We shall say that an \(n\)-digit number is pandigital if it makes use of all the digits \(1\) to \(n\) exactly once. For example, \(2143\) is a \(4\)-digit pandigital and is also prime.
What is the largest \(n\)-digit pandigital prime that exists?
For any \(k\), \(10^k \equiv 1 \mod 3\), because \(10^k - 1\) consists entirely of \(9\)'s. If we represent the digits of an \(n\)-digit number \(m\) as \(m_{n-1} m_{n-2} \ldots m_0\), then
\[ m = \sum_{k=0}^{n-1} 10^k m_k \equiv \left( \sum_{k=0}^{n-1} m_k \right) \mod 3. \]Therefore, a number is divisible by \(3\) if and only if its digital sum is divisible by \(3\).

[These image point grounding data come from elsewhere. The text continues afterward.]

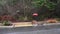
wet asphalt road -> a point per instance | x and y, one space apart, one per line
50 29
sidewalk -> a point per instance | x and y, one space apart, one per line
25 24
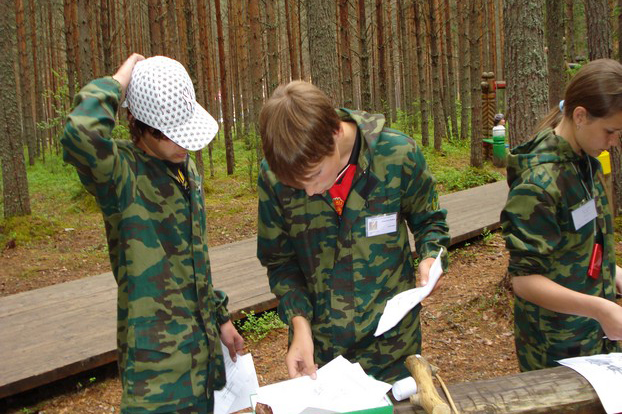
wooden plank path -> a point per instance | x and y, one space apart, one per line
53 332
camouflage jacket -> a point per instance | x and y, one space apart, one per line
323 267
168 312
548 180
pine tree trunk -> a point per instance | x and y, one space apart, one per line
224 98
345 54
106 36
437 110
405 65
255 57
172 33
423 85
598 29
364 57
154 11
322 41
71 47
38 86
25 80
391 96
84 46
463 69
476 94
571 53
272 48
14 182
382 72
555 45
451 72
525 63
291 42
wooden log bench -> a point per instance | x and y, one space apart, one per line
57 331
553 390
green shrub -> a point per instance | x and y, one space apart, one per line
255 328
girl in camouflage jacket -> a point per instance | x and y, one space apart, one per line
169 316
558 226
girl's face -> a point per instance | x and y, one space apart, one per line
595 135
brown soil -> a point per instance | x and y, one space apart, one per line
468 318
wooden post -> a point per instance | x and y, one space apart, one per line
488 103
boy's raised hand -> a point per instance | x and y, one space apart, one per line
124 73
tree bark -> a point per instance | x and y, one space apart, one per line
37 84
381 49
272 44
345 54
154 11
14 182
85 50
437 109
463 69
106 36
555 54
423 85
571 54
25 81
322 41
525 68
451 72
476 94
291 41
598 29
364 57
224 101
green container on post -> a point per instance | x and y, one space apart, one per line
498 147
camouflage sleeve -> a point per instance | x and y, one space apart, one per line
86 139
421 208
530 229
276 253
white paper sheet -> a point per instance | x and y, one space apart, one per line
241 383
604 373
340 387
398 306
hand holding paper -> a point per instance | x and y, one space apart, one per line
398 306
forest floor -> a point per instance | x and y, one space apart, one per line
468 318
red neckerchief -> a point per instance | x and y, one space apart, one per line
340 190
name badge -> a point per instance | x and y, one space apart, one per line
584 214
376 225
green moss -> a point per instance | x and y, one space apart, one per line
27 229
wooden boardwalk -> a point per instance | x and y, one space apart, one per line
53 332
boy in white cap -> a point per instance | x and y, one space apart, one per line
169 316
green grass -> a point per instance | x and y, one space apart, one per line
255 328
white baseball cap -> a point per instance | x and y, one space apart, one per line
160 94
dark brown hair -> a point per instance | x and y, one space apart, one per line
297 125
597 87
138 129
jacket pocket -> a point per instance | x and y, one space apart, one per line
160 361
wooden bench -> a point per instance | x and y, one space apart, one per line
53 332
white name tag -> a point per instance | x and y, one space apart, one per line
376 225
584 214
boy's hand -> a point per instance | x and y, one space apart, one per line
299 358
232 339
124 73
424 274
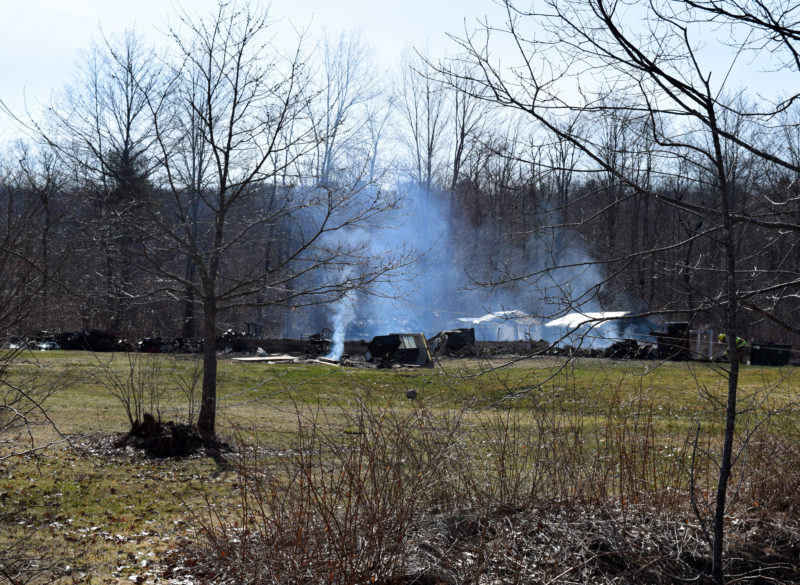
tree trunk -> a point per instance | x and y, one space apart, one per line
206 419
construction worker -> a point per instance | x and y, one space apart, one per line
741 347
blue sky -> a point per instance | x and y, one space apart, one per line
40 40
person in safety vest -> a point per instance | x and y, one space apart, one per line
741 347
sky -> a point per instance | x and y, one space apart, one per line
41 40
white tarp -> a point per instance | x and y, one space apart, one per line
576 320
511 325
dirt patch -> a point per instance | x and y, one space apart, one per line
168 439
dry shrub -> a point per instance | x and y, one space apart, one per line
407 494
340 506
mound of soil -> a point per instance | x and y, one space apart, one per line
167 439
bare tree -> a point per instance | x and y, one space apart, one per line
584 51
422 107
248 103
100 128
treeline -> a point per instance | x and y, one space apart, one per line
228 181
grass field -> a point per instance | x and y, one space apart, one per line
480 433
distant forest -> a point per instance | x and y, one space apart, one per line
228 182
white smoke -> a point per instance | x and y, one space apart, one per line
539 281
343 314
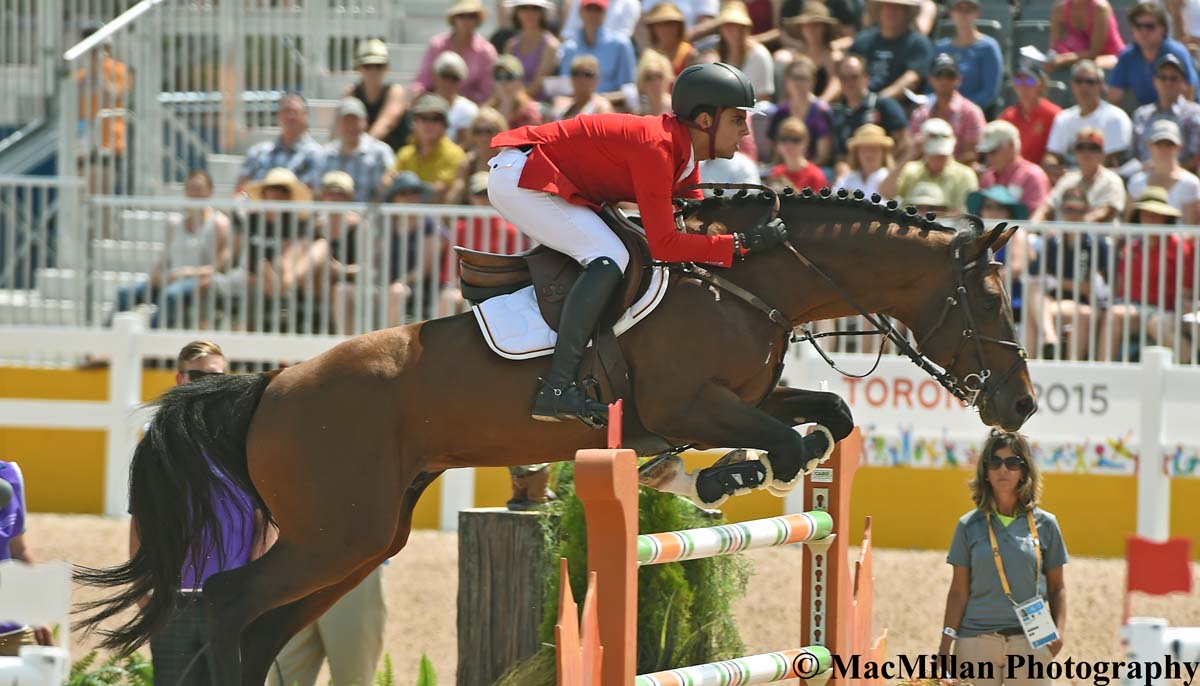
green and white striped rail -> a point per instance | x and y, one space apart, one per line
708 542
811 663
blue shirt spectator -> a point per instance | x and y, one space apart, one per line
981 67
615 53
1134 70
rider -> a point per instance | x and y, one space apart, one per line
550 180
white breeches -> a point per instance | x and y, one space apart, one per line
547 218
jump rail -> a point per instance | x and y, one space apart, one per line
835 614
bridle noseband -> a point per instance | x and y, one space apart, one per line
973 391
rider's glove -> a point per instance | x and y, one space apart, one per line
760 238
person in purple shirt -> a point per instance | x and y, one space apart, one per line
12 547
243 539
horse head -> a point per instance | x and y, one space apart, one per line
966 326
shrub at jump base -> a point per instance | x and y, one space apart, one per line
684 609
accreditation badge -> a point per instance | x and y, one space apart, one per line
1037 623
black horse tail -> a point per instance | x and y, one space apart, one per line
174 489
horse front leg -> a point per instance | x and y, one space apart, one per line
715 415
798 407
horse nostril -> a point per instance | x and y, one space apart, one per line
1026 407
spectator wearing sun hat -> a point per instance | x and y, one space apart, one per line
463 38
947 103
1164 170
1104 188
449 73
357 152
432 156
1032 114
1170 84
534 46
384 101
612 50
1001 144
931 160
897 53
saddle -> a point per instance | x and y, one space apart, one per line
552 274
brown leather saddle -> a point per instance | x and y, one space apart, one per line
553 274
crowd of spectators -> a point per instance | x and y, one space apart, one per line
851 96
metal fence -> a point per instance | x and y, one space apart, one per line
1080 292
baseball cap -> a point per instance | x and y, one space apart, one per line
450 64
1170 60
995 134
927 193
352 106
337 180
945 62
431 103
1165 130
939 137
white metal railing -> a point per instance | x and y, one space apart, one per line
322 268
169 83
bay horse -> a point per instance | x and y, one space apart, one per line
337 450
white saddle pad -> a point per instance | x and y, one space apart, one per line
514 328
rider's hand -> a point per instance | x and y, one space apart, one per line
763 236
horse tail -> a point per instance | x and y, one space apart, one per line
174 489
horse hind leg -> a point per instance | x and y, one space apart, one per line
267 636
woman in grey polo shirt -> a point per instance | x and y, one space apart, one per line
981 620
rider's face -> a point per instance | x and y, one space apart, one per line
733 127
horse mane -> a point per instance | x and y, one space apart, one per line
966 228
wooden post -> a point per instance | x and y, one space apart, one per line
502 584
827 595
610 499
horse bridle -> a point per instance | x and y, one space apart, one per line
970 390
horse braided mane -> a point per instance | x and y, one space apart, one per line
966 229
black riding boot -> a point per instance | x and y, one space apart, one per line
559 397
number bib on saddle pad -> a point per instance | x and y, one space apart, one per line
515 329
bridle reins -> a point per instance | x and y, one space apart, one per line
970 390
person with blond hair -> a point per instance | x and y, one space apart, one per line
870 158
1006 552
795 170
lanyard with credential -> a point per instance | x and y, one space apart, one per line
1000 564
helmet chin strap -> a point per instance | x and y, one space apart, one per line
711 130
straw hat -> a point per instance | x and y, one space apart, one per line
814 13
466 7
870 134
1155 199
373 52
735 12
280 176
664 12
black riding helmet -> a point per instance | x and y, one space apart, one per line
717 85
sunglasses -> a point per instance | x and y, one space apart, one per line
1011 463
197 374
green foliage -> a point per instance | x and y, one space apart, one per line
387 677
117 671
684 609
425 673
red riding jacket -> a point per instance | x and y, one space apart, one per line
597 158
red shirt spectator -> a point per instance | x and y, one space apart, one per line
1180 252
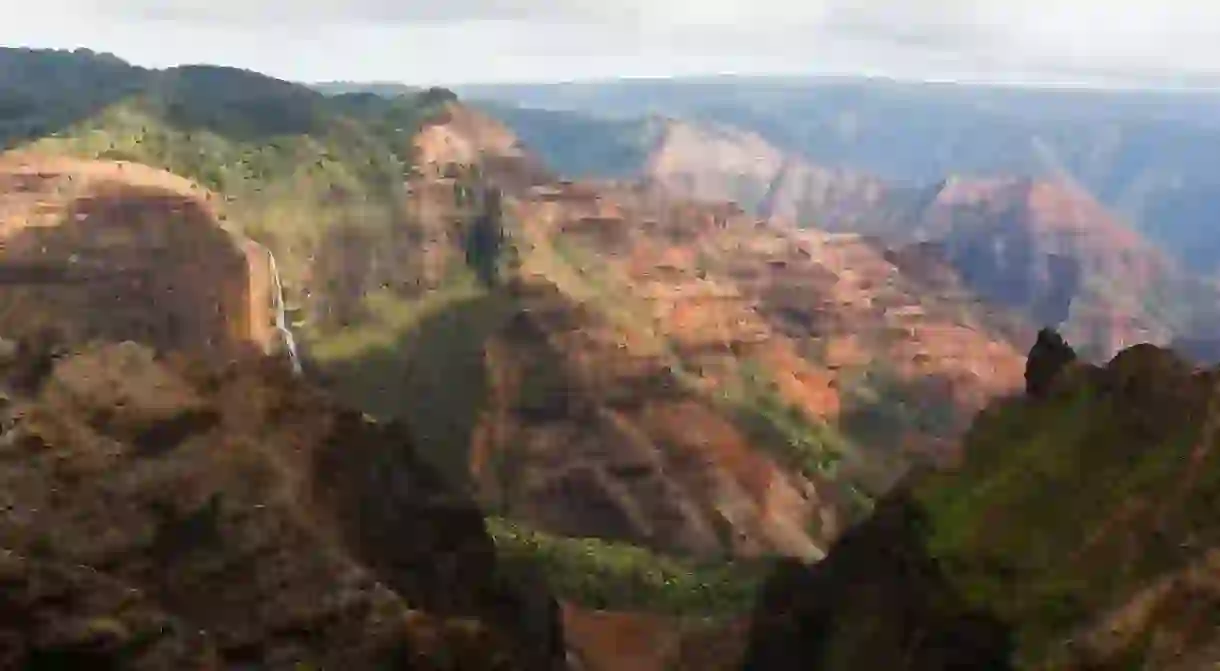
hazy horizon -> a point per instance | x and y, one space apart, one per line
1088 44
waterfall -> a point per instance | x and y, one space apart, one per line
281 319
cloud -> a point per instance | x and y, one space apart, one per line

The digital sum of an \(8\)-digit pandigital number is \(36\). The digital sum of a \(9\)-digit pandigital number is \(45\). Both of these are divisible by \(3\), so pandigital primes can have at most \(7\) digits. From this conclusion, it's simple to check numbers from \(7654321\) downwards until we hit one that's both pandigital and prime. This happens pretty quickly: the answer ends up being \(7652413\).
from sympy import isprime
def p41():
for m in range(7654321, 7123455, -1):
if ''.join(sorted(str(m))) == "1234567" and isprime(m):
return m